1. Starting over. Take a load that you're confident in if a reloader or quality factory load and stick with the same load throughout testing/training.
2. Get comfortable. Find a place to go prone and spend the time you need to be comfortable shooting.
3. Give large reactive targets. Begin at close distances. (50 yard max) This is not about precision, it's about seeing a hit.
4. Keep the sessions short. This goes for all sessions. Get several good hits in a row then walk away. Take a smoke break or whatever it is for you, but come off the gun. Maybe, maybe get a few more hits in then pack it up for the day.
5. Extending the range. Take the large reactive targets out further as long as you're getting consistent hits. 100, then 125, then 150.
6. Close for precision. Bring a standard target back in to 50 yards and work on precision drills. I like card games. I'll take a piece of cardboard and glue some playing cards on it. Then work on individual shapes (hearts, diamonds, clubs, spades) on a particular card.

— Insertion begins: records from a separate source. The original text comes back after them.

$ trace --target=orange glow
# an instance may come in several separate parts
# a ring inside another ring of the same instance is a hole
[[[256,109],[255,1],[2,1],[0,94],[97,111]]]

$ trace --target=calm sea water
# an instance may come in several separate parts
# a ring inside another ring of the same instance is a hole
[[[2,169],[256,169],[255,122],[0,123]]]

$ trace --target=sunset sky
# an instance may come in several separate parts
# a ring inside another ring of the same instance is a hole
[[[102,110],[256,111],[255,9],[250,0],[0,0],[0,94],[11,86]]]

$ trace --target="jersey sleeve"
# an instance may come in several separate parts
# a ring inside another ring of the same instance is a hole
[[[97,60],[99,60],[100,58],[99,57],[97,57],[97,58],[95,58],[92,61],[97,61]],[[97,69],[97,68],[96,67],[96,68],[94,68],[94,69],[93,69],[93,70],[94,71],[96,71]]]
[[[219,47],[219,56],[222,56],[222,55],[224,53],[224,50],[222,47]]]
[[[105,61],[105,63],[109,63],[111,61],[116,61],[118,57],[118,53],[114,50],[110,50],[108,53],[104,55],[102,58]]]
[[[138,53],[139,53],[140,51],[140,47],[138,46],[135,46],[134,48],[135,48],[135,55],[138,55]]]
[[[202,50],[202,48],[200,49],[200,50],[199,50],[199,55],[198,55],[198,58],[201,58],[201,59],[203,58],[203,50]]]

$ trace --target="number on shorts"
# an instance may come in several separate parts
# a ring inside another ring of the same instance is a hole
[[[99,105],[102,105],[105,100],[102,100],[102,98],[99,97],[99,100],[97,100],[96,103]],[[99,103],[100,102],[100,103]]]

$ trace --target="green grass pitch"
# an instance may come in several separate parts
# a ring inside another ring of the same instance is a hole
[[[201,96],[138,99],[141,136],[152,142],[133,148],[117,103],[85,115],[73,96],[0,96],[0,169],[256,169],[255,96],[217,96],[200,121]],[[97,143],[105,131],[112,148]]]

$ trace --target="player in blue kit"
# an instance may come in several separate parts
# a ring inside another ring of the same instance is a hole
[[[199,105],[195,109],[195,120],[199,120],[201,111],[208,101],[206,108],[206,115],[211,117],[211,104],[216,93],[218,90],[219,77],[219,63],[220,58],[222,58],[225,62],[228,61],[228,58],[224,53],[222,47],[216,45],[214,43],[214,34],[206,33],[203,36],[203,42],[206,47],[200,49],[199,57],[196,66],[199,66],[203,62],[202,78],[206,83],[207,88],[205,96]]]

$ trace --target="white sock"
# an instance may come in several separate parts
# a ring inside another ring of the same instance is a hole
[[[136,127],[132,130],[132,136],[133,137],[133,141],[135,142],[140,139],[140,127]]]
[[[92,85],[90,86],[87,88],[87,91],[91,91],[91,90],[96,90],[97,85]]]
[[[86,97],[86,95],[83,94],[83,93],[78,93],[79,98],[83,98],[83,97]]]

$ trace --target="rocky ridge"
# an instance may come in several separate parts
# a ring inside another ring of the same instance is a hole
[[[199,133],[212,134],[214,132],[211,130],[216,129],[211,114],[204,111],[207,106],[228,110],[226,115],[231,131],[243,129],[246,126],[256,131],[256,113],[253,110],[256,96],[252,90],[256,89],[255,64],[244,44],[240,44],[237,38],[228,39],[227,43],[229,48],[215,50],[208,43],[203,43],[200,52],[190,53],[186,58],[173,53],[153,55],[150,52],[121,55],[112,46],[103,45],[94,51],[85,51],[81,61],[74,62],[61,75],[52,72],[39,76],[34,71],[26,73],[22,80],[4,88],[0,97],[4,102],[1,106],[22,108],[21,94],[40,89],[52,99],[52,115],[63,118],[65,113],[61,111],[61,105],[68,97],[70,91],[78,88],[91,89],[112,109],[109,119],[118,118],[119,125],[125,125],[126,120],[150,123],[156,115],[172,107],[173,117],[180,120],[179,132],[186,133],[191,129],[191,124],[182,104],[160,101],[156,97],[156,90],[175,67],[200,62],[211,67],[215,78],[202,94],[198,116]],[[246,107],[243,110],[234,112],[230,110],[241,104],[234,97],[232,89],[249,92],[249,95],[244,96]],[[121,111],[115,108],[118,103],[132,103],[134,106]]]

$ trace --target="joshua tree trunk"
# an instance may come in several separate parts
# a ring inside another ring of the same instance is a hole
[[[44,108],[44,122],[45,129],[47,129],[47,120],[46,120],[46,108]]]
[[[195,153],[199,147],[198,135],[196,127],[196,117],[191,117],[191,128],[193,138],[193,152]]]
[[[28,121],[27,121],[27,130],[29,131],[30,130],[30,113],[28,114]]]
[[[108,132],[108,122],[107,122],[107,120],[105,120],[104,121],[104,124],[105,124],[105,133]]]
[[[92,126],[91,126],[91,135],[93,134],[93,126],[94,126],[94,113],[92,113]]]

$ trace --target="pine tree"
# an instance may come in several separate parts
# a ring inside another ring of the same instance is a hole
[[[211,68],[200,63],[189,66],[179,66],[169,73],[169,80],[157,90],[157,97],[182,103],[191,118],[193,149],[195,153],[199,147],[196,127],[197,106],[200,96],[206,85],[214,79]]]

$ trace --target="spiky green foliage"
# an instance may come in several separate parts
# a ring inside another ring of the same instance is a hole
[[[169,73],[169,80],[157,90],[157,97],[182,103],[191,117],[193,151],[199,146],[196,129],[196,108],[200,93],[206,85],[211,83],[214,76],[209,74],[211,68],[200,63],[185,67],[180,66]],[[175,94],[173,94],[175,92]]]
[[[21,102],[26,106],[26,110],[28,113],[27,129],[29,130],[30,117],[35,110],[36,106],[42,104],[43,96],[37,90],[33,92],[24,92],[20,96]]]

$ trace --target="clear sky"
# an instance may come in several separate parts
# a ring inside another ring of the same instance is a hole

7. Get a friend. Have someone watch your fundamentals and form or video yourself. Make a checklist if you need it that you can reference while prone. Body position, grip, sight picture, sight alignment, trigger control, breathing, follow-through.
8. Dry fire, dry fire, dry fire.
9. Shoot long. Go straight to longer than normal shots for precision, and be happy with decent results but if you took the time with fundamentals most shooters are surprised at how well they grouped.
10. Mid range precision. Immediately move to a midrange (whatever that is for you, hunting range or competition range) and work on precision. Don't worry about the occasional flyer, just get a high volume of quality hits.
11. Keep it fun. If you're not enjoying it at any time, pack up and go home. If you need a couple months off from shooting to forget the stress, then do it. Shoot some pistol or an AR to have fun shooting again.

If it's the gun and not the shooter, it will normally show itself in #6. If questionable, repeat steps 6 & 7 multiple times then have someone else shoot the gun. In the end you need to be happy with it so send it down the road if all else fails.
 
Never had a rifle I lost confidence in, however I have changed out a few scopes.........
When a rifle stops working as expected, the trigger puller needs to be recertified.